Wednesday, May 14, 2008

people are watching me

Okay, I need to stop watching goddamn Lost because it is turning me into a paranoid conspiracy theorist. I had to venture out today to get an oil change and I was waiting to get on the highway and took note of the car in front of me. It was an Infiniti G35 or whatever and the passengers were two men with business shirts on. I know, it's riveting but stay with me. I went and got the oil change ( along with a heads-up about a freaking NAIL in my tire, thankyouverymuch) and I went to Lowes to get grout. When I was getting off the highway to come home, I happened to notice the car in front of me. It was an Infiniti G35. Upon futher inspection, I saw that it was the SAME one from before and still contained two men in business shirts. What does this mean, you ask? That is the same question I asked myself as I waited for the dang light to change and I concluded that it means absolutely nothing. It's a random coincidence. BUT IT'S STILL WEIRD.

On a related note, just to further demonstrate my paranoia, the other day I got an email from DHL saying that a package had been sent to me from someone called E. Reynolds. I don't know any E. Reynolds and the prospect of a package from that person was alarming. Jeff pointed out that perhaps it was a graduation present but I reminded him that I do not know any E. Reynolds so why would a random person send me a package via DHL?! I tried to track it but nothing came up which just made it worse. I figured that I would get a big box with a head in it or some shit. Great. That's just what I need. A bloody head. Anyway, I freaked out on it a bit and then forgot about it until Jeff called me yesterday. This was the convo:

Jeff: Hey remember the mysterious DHL package you were worried about? You know, the head you are supposedly getting in the mail?

me: Yes, I am aware of this.

Jeff: Well, your sister tracked down the package.

me: "gasp" REALLY?! Who the hell sent it?

Jeff: Well, your sister said the info was "TJ Low Body" and it IS from an E. Reynolds.

me: WHAT THE HELL?! A body?

Jeff: Um yeah, remember the Turbo Jam Lower Body workout DVD you bought on Amazon Marketplace the other day? Yeah hon, you do the math.

me: "silent pause" I guess that means there's no severed head, huh?

And he stays married to me. That's the real lesson here. Not that I'm paranoid over receiving severed heads in the mail, it's that he understands this about me and still loves me.
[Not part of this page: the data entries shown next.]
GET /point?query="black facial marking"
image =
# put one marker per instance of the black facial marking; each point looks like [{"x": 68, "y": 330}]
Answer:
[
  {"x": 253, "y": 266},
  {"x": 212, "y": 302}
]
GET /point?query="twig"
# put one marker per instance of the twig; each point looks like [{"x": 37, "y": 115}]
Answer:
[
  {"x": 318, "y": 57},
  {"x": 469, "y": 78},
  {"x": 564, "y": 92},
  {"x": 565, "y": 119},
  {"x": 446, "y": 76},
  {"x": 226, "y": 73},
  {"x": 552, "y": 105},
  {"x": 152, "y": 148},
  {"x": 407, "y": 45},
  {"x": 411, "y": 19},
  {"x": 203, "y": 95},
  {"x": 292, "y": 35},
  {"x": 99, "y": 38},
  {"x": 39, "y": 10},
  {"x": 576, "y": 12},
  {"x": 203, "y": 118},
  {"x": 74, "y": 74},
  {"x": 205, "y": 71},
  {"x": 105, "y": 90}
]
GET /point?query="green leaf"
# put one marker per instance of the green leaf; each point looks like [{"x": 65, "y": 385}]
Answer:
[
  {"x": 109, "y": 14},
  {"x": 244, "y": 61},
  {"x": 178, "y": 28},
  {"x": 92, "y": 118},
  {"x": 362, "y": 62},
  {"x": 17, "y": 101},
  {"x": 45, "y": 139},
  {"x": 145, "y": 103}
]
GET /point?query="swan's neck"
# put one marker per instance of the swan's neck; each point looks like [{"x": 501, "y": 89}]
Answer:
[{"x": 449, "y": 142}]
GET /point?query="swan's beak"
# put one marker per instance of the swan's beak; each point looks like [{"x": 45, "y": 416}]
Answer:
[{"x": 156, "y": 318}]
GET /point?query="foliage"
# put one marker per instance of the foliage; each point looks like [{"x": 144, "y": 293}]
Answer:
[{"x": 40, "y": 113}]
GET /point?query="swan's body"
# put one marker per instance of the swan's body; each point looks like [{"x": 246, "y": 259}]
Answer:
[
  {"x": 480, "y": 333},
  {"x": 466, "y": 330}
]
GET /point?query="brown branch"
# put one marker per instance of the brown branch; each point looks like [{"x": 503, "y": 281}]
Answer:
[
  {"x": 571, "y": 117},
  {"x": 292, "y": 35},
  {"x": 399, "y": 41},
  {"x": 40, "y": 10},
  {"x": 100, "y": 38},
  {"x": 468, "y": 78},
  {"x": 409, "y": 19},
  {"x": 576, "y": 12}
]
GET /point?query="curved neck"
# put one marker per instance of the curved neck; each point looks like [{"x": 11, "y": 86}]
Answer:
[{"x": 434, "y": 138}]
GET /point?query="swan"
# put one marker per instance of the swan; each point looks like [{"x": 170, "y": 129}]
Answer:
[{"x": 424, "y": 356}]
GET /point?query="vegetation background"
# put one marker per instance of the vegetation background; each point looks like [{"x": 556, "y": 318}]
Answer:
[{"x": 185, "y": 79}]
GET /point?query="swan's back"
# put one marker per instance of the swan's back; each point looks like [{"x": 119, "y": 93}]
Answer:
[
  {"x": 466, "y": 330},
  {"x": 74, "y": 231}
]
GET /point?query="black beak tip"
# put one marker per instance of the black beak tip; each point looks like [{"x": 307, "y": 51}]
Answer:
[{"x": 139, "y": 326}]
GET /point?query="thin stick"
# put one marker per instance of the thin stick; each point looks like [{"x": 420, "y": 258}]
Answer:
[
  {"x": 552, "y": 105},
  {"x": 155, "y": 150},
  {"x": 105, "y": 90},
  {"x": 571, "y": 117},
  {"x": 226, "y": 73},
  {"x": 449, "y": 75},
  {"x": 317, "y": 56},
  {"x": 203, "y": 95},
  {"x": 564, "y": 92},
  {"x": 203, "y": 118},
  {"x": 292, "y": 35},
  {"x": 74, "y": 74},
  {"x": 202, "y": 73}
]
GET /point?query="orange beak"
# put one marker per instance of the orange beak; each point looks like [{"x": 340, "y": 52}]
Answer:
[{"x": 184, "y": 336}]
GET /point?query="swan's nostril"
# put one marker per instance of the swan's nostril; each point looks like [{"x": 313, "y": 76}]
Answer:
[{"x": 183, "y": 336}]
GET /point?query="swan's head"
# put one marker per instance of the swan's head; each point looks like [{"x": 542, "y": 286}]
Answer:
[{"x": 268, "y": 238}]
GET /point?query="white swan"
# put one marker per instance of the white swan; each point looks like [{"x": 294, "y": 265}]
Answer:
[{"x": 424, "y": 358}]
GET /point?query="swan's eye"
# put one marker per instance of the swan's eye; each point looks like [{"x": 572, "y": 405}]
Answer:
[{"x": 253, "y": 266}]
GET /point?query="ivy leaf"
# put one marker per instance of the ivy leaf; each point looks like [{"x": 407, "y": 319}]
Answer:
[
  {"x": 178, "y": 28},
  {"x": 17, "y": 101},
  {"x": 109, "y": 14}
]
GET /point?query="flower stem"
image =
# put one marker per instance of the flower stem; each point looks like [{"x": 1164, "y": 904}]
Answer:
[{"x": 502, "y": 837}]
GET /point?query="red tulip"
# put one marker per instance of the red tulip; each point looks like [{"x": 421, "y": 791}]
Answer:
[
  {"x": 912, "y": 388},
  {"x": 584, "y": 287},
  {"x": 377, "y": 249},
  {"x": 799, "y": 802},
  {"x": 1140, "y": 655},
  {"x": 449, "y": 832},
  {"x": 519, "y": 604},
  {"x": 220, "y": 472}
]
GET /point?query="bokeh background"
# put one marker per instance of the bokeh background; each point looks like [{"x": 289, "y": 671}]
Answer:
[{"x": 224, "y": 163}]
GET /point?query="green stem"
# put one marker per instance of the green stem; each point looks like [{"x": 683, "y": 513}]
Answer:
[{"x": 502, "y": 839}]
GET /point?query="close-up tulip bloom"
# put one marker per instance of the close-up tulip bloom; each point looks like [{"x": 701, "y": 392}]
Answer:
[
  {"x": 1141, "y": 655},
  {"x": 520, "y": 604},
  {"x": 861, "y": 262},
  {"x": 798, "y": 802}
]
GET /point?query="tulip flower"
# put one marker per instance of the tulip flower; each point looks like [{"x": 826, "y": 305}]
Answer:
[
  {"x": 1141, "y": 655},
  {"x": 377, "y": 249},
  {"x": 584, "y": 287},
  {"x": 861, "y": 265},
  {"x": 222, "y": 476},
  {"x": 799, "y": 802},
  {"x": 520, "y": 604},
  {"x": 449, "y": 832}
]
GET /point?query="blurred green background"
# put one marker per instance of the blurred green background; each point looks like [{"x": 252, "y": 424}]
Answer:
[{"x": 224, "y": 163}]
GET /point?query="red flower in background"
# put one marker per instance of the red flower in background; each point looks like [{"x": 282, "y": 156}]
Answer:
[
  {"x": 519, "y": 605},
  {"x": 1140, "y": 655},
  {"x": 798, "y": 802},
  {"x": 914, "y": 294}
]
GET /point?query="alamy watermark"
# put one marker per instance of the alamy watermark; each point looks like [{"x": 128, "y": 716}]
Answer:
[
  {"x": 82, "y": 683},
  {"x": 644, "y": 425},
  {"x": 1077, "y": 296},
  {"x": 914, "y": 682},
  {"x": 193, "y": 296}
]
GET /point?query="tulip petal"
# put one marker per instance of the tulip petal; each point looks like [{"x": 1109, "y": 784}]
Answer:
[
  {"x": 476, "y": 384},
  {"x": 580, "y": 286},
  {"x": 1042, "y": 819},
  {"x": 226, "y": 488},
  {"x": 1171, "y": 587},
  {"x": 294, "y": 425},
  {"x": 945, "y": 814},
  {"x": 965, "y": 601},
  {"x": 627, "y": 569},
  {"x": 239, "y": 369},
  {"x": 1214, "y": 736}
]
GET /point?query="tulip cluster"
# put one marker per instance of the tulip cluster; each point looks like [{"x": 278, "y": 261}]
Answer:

I'm still keepin' my eye on that Infiniti, though.

4 comments:

Anonymous said...

Indeed you do seem a little paranoid. I can see how a lot of Lost could do that to a person. I will say, I was wondering if there was a weird planetary alignment or something after several weird sightings in a row last Saturday. First, I drove by a Grimmace. Yes, the large, purple, Barney-like creature. Granted, it was in front of a McD's, but still, has anyone seen an actual Grimmace in front of a McD's waving since 1978? I waved back. Then, about 20 minutes later, I'm in a store waiting to check out and a little girl a few registers down in line with her mom just stood there and peed all over the floor. She just peed and then her and her mom paid and left, and it took several minutes too long before anyone came out to clean it up. While everyone stood and looked at the pee puddle. Then about 20 min. after that I was driving by city hall in the loop and there were about 25-30pp on the corner there protesting Scientology. They had homemade posters such as "honk if you think Scientology is a cult". I honked. It was just odd and I have no idea why they were in that spot on that day. Nor do I know why some of them were swilling tall-boy beers while doing it. That made it rather funny. Then further down Delmar as I'm looking for a place to park, I see a group of young men walking down the sidewalk, all wearing the same outfit and these weird and sorta creepy Asian-guy masks. Their shirts were red with a gold symbol of some sort on the left lapel. Sort of Star Trekish. They were just walking and their masks were smiling and it was as if nothing was awry. Then, coming out of the store only 15 min. later, the freaky Asian crew DRIVES BY ME. On my side of the street. After they had just been walking the opposite way only 15 min. before. That freaked me out a little and I started feeling paranoid, wondering why I'm attracting these freakish experiences, and IN A ROW. I also wondered if there were multiple groups of these freaky, smiling pseudoAsians around town, and if so, do they come in peace? So I waved at them as they drove by, and they waved back and they didn't hurt me or accost me. And then I went home so as not to push my luck any more.

Amy, Jeff and the kimchis said...

Jesus Mother Earth. That's a whole lotta weird all in one sitting. I do think that there has been some kind of planetary kookiness at hand. Things have just been really weird. That's the only way to describe it.

Gwen said...

Amy: Jeff truly is the best straight man in the world for you! You two kill me!

Lara: That was a whole lotta weird in one afternoon! "Pee puddle" cracked me up.

Allie said...

Oh! I thought I was the only person who freaks out about packages/certified letters I'm not expecting. Phew!